Working alone on the Train Jam, he created Gaze, a linear shooter where players steer their avatar and shoot at enemies solely by moving their head.
The trouble with making VR games on a train is that it takes some serious horsepower to put up enough pixels to make the game look good. Enter Rubio and his custom-built gaming rig, which packs enough horsepower to drive a side-mounted 2,000-pixel screen and an attached Oculus Rift — in a case about the size of a large shoebox.
The biggest development hurdle, Rubio said, was that sometimes the train lost power unexpectedly. Who brings a battery backup on a train? That would be just be silly.
When Tobii announced its new eye-tracking peripheral, Insomniac developer Lisa Brown ordered one. It was just $150 or so, and it looked like something fun to play with. She had visions of turning it into a game controller, letting people play unique indie games inspired by the fact that their only input would be their eyes.
But one thing came to another, she said, and after a few months with it she had still not found the time to properly mess around with it. So she brought it on Train Jam.

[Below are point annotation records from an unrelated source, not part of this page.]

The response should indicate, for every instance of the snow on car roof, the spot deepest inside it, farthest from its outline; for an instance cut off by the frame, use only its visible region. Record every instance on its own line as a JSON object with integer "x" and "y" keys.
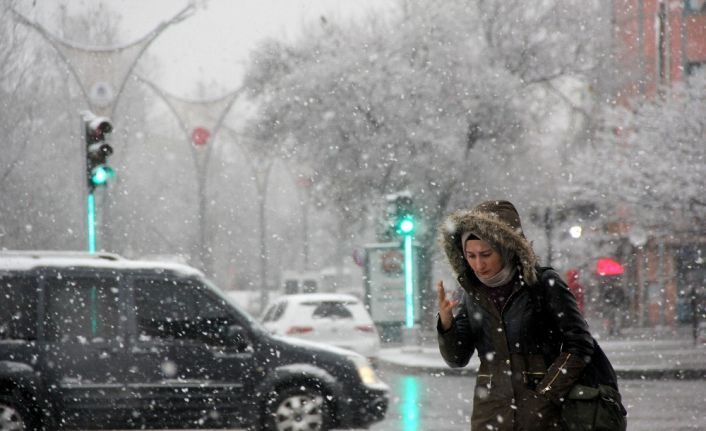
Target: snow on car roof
{"x": 26, "y": 260}
{"x": 318, "y": 297}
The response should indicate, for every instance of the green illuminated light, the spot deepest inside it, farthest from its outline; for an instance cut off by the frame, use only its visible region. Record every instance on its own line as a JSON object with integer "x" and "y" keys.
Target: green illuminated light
{"x": 408, "y": 282}
{"x": 406, "y": 225}
{"x": 101, "y": 174}
{"x": 410, "y": 404}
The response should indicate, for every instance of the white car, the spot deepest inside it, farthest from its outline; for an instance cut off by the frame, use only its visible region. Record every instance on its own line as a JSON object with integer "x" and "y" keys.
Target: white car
{"x": 337, "y": 319}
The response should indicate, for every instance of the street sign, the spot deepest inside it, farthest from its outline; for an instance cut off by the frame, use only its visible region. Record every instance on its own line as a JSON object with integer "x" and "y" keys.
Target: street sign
{"x": 385, "y": 283}
{"x": 200, "y": 136}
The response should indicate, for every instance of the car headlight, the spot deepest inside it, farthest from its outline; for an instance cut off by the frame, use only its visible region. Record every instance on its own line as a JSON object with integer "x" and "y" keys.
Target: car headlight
{"x": 365, "y": 371}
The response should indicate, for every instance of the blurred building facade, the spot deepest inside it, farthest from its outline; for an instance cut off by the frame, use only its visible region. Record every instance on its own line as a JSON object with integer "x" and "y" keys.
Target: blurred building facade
{"x": 657, "y": 43}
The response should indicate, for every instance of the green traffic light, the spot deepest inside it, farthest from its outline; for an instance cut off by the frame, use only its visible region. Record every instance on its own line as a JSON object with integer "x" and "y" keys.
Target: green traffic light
{"x": 406, "y": 225}
{"x": 101, "y": 174}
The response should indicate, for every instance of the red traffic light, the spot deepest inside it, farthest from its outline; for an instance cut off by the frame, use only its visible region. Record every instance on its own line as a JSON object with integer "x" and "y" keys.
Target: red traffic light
{"x": 99, "y": 152}
{"x": 608, "y": 266}
{"x": 200, "y": 136}
{"x": 96, "y": 127}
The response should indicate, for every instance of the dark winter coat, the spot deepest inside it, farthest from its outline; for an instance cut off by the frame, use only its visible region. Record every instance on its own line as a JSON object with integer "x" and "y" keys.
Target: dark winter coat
{"x": 533, "y": 350}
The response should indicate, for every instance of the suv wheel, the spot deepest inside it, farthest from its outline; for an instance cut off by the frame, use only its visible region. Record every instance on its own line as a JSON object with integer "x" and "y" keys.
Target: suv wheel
{"x": 297, "y": 409}
{"x": 13, "y": 417}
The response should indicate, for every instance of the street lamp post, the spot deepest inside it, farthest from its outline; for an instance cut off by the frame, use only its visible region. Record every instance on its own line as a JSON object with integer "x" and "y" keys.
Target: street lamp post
{"x": 98, "y": 71}
{"x": 196, "y": 120}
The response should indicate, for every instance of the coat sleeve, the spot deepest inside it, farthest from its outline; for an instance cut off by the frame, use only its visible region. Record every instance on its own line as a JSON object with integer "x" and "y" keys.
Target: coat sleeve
{"x": 576, "y": 339}
{"x": 457, "y": 344}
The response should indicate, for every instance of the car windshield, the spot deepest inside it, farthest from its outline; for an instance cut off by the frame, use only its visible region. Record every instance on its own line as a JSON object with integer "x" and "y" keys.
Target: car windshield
{"x": 253, "y": 322}
{"x": 331, "y": 310}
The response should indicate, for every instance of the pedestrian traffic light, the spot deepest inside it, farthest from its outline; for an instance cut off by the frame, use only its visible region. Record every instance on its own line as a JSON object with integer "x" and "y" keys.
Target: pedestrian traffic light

Pay Attention is the result of her collaboration with Rodrigo Lira. It's a game where players have to keep their attention from settling on a series of ever more enticing distractions, escalating from text messages and Twitter feeds to popular internet memes. Just one look at a funny cat picture could spell certain doom.
The hardest part of making the game, Lira said, was not having regular access to the internet. Without that connection to the rest of the world, the team was starved for funny cat pictures. It seems that traveling by train is the one sure way to finally be completely offline.
"There were only certain towns where we could get internet," Brown said. "We would roll into the station and have internet and be like, 'Get the memes! Get the memes! Get the cat images! This is our only chance!'"
Jerry Belich is perhaps best known for helping breathe life into the Choosatron, a peripheral that brings choose-your-own-adventure games to life using a thermal printer.
His Train Jam game was the only one that didn't have a screen. It was also the only one that used a plastic, single-serving wine bottle as a controller.
"This is an ice bucket," Belich said, completely deadpan. "This is a Lysol cleaning wipes container I stole from a bathroom on the train. These are drink cups. I gotta hot glue this button on because it won't stay up, but no big deal. No big deal. These are wine bottles that I harassed customers for, and this is a reel of LEDs and some other micro-controllers and stuff. And the joysticks."
Why did Belich hot-glue a pile of trash together on a train? To make a cylindrical version of the classic Atari game called Tank, of course.
Players place the cylinder on the table between them, creating a physical representation of the fog of war. It's a guessing game to see whose tank comes around the side of the cylinder first to make an attack. But once you send your tank around the edge, you can't see it anymore. Only by carefully controlling the position of your vehicle, and tracking where the enemy fire is coming from, can you hope to hit your opponent.
Sadly, only visitors of this year's GDC will have the chance to play Belich's game, because right now there's only one of it. But soon, Train Jam's organizer Adriel Wallick hopes to have most or all of the other games created on this year's trip available for download at the Train Jam website, where you can play all of last year's games right now.